The Remote Part was met with universal acclaim from music critics. At Metacritic, which assigns a normalized rating out of 100 to reviews from mainstream publications, the album received an average score of 83, based on 20 reviews.

John Donohue of Blender said that the band could not use "goonish rockers" as a pretence anymore as their "romantic natures have taken over, to great effect". He added that the band "show their true smarts by continuing to attack every track with youthful energy and passion". Chris Long for BBC Manchester Music noted that there was "moments when you think the band's fallen into only being able to write fast rock or slow ballad, and there's nothing in-between, [...] but it never lasts long enough to offend". AllMusic reviewer MacKenzie Wilson wrote that the band had found what they were looking for: "a beautiful calmness and a comfortable spot to reflect upon – and The Remote Part flawlessly does the job". She added that it was "obvious" based on their earlier material that the band were "headed to this point in their career". Entertainment Weeklys Brian M. Raftery found the album to be a "perfectly fine collection of emotive, big-ambition British rock songs".

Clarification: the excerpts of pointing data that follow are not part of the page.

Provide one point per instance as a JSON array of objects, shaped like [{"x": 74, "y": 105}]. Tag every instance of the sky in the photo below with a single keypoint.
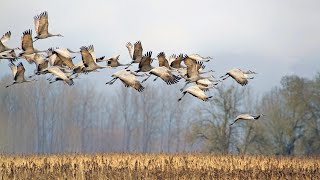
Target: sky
[{"x": 273, "y": 38}]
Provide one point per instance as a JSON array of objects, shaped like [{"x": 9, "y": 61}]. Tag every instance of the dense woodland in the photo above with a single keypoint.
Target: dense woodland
[{"x": 51, "y": 118}]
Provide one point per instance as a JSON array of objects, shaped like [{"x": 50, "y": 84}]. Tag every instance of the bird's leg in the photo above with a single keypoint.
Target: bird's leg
[
  {"x": 250, "y": 72},
  {"x": 184, "y": 86},
  {"x": 182, "y": 96},
  {"x": 128, "y": 65},
  {"x": 206, "y": 71},
  {"x": 136, "y": 74},
  {"x": 112, "y": 80},
  {"x": 146, "y": 79},
  {"x": 50, "y": 78},
  {"x": 234, "y": 122},
  {"x": 35, "y": 39},
  {"x": 224, "y": 77},
  {"x": 32, "y": 75},
  {"x": 11, "y": 84}
]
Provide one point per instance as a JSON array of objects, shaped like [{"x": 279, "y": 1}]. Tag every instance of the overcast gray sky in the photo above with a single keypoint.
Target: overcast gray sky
[{"x": 271, "y": 37}]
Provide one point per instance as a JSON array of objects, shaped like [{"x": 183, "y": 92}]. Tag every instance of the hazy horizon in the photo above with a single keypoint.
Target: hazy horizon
[{"x": 272, "y": 38}]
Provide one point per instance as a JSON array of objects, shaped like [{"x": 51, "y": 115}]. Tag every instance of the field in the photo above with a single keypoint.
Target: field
[{"x": 157, "y": 166}]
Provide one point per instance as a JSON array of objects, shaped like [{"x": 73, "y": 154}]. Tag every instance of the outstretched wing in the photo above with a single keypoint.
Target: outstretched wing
[
  {"x": 26, "y": 41},
  {"x": 163, "y": 60},
  {"x": 20, "y": 72},
  {"x": 145, "y": 62},
  {"x": 177, "y": 62},
  {"x": 41, "y": 23},
  {"x": 137, "y": 54},
  {"x": 13, "y": 68},
  {"x": 6, "y": 37}
]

In a review for NME, Mark Beaumont saw the album as a "bold, bright, broken and bitter beast" that showcases a band that "burst out of their student-sheep’s clothing and rip the throat out of Coldplay". Rolling Stone reviewer Gaylord Fields said the band "ratchet up the latent R.E.M.-isms, elevating themselves heads above their musical kin". Pitchfork contributor Rob Mitchum saw the album's potential for "alt-rock hits [...] where each and every song could be a single". The Guardian music correspondent Dave Simpson noted that the album was "musically anthemic but lyrically introspective". Spins Andrew Beaujon wrote that the band were "compelling when they put Woomble's sad-sack lyrics front and center," though on a few songs, their "turgid squall swamps his words".

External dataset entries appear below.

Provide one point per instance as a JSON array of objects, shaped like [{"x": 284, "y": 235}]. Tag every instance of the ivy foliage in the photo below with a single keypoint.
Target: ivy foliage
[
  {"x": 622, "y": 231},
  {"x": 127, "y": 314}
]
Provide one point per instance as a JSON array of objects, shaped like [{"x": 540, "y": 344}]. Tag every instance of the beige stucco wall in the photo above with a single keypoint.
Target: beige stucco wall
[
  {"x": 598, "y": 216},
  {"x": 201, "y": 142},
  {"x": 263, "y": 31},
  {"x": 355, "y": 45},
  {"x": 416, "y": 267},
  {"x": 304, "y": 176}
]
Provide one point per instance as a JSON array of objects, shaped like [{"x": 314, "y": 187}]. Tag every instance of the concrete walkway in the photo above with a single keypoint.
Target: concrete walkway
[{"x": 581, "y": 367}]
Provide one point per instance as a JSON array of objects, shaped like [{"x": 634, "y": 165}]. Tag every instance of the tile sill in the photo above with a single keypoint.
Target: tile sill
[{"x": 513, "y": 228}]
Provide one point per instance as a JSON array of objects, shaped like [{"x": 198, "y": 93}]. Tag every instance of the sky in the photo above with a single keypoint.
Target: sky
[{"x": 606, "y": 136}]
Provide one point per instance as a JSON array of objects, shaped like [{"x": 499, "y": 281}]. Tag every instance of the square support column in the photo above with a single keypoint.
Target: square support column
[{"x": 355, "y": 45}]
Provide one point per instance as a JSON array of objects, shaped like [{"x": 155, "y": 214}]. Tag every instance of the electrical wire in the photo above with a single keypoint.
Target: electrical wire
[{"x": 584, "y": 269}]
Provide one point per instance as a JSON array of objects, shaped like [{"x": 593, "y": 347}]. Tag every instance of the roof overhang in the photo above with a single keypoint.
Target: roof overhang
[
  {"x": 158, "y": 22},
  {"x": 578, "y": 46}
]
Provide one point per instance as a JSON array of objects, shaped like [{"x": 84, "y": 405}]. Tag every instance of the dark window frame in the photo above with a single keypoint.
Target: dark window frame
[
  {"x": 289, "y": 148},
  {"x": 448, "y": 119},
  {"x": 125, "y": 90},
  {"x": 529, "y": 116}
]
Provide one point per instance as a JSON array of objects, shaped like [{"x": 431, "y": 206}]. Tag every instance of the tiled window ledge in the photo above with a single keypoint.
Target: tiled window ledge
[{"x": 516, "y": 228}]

The Remote Part charted at number two in Scotland, and number three in the UK. It also reached number 39 in Ireland, and number 135 in France. "You Held the World in Your Arms" charted at number four in Scotland, and number nine in the UK. "American English" charted at number eight in Scotland, and number 15 on the UK. "Live in a Hiding Place" charted at number 17 in Scotland, and number 26 in the UK. "A Modern Way of Letting Go" charted at number 21 in Scotland, and number 28 in the UK. The Remote Part was certified gold by the British Phonographic Industry (BPI). Playlouder ranked the album at number 10 on their list of the top 50 albums of 2002.

Professional ratings
Aggregate scores
| Source | Rating |
| Metacritic | 83/100 |
Review scores
| Source | Rating |
| AllMusic | Star |
| Blender | Star |
| Entertainment Weekly | A− |
| The Guardian | Star |
| NME | 9/10 |
| Pitchfork | 6.5/10 |
| Q | Star |
| Rolling Stone | Star |
| Spin | B− |
| USA Today | Star Half star |

==Track listing==
All songs by Idlewild, except where noted.

The Remote Part track listing
| No. | Title | Writer(s) | Producer | Length |
|---|---|---|---|---|
| 1. | "You Held the World in Your Arms" |  | Dave Eringa | 3:21 |
| 2. | "A Modern Way of Letting Go" |  | Eringa | 2:23 |
| 3. | "American English" |  | Eringa | 4:34 |
| 4. | "I Never Wanted" | Idlewild; Jeremy Mills; Allan Stewart; | Eringa | 3:55 |
| 5. | "(I Am) What I Am Not" |  | Eringa | 2:43 |
| 6. | "Live in a Hiding Place" |  | Eringa; Guy Massey; | 3:16 |
| 7. | "Out of Routine" |  | Eringa | 3:09 |
| 8. | "Century After Century" |  | Eringa | 4:01 |
| 9. | "Tell Me Ten Words" |  | Stephen Street | 3:46 |
| 10. | "Stay the Same" |  | Eringa | 3:11 |
| 11. | "In Remote Part/Scottish Fiction" | Idlewild; Edwin Morgan; | Eringa | 3:55 |
| Total length: |  |  |  | 40:32 |

==Personnel==
Personnel per booklet.

Idlewild
- Bob Fairfoull – bass
- Rod Jones – guitar
- Colin Newton – drums
- Roddy Woomble – vocals

Additional musicians
- Jeremy Mills – piano (track 11)
- Allan Stewart – extra guitar (track 11)
- Sally Herbert – string arrangement (track 1)
- Edwin Morgan – voice (track 11)

Production and design
- Dave Eringa – producer, mixing
- Guy Massey – engineer, producer (track 6)
- Stephen Street – producer (track 9)
- Cenzo Townshend – engineer (track 9)
- Mark Thomas – engineer - Sawmills
- Dan Grech-Marguerat – assistant
- Howie Weinberg – mastering
- Roddy Woomble – artwork concept
- Traffic – art direction, design
- Danny Clinch – band photography
- British Film Institute – original cover image

==Charts and certifications==

===Weekly charts===

Chart performance for The Remote Part
| Charts (2002) | Peak position |
|---|---|
| Europe (European Top 100 Albums) | 12 |
| French Albums (SNEP) | 135 |
| Greek Albums (IFPI) | 50 |
| Irish Albums (IRMA) | 39 |
| Scottish Albums (Official Charts) | 2 |
| UK Albums (Official Charts) | 3 |

===Certifications===

Certifications for The Remote Part
| Region | Certification | Certified units/sales |
| United Kingdom (BPI) | Gold | 100,000^{^} |
^{^} Shipments figures based on certification alone.